In the winter of 2010, and again a year later, Schneebeli took part in expeditions to the Antarctic.
Based out of the US-run McMurdo Station, he participated in a three-week trek to study layers of snowpack dating back thousands of years. "The Antarctic is a kind of desert," he says. "Every year it only gets about 10cm of new snow. And because it's so cold everything is preserved. Time moves slowly there." As a consequence, digging into the snowpack is like opening a record book into the past. "Even at a depth of one metre you find snow that's 20, 30, maybe 100 years old." He and his expedition partners conducted experiments that included bombarding the snow with infrared light, to study grain size and density, and measuring its reflectivity with a spectrometer. Schneebeli also collected samples of polar ice and snow that he preserved at sub-zero temperatures and then had shipped back to Davos. "The picture was completely different. What we've found is the snow is much more dynamic than we thought," says Schneebeli. "We used to have a very static picture of snow structure and its mechanics. Now we're looking at much less of a mystery and more of a physical process. And we can use those findings to calculate different properties. How elastic the snow is, how strong, how fast it recrystallises, what structures evolve."
This kind of discovery means that experienced figures such as Schneebeli are constantly forced to question their beliefs.
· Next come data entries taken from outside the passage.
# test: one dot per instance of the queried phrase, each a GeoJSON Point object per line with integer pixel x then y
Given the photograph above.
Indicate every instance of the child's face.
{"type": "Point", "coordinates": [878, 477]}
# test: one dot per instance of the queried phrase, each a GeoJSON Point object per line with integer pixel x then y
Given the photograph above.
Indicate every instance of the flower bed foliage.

Bob Brown, a leading avalanche researcher, offers a perspective: "When I worked on the Apollo programme, I thought rocket science was the hardest form of physics. But snow science is even harder."
SLF scientists haven't found a way to predict when or where avalanches will strike, and the likelihood is they may never do so. But at least they're making sure that, should Switzerland ever get hit by snowstorms as bad as 1999's or 1951's, the country will be as ready as it can be for the avalanches that will inevitably follow.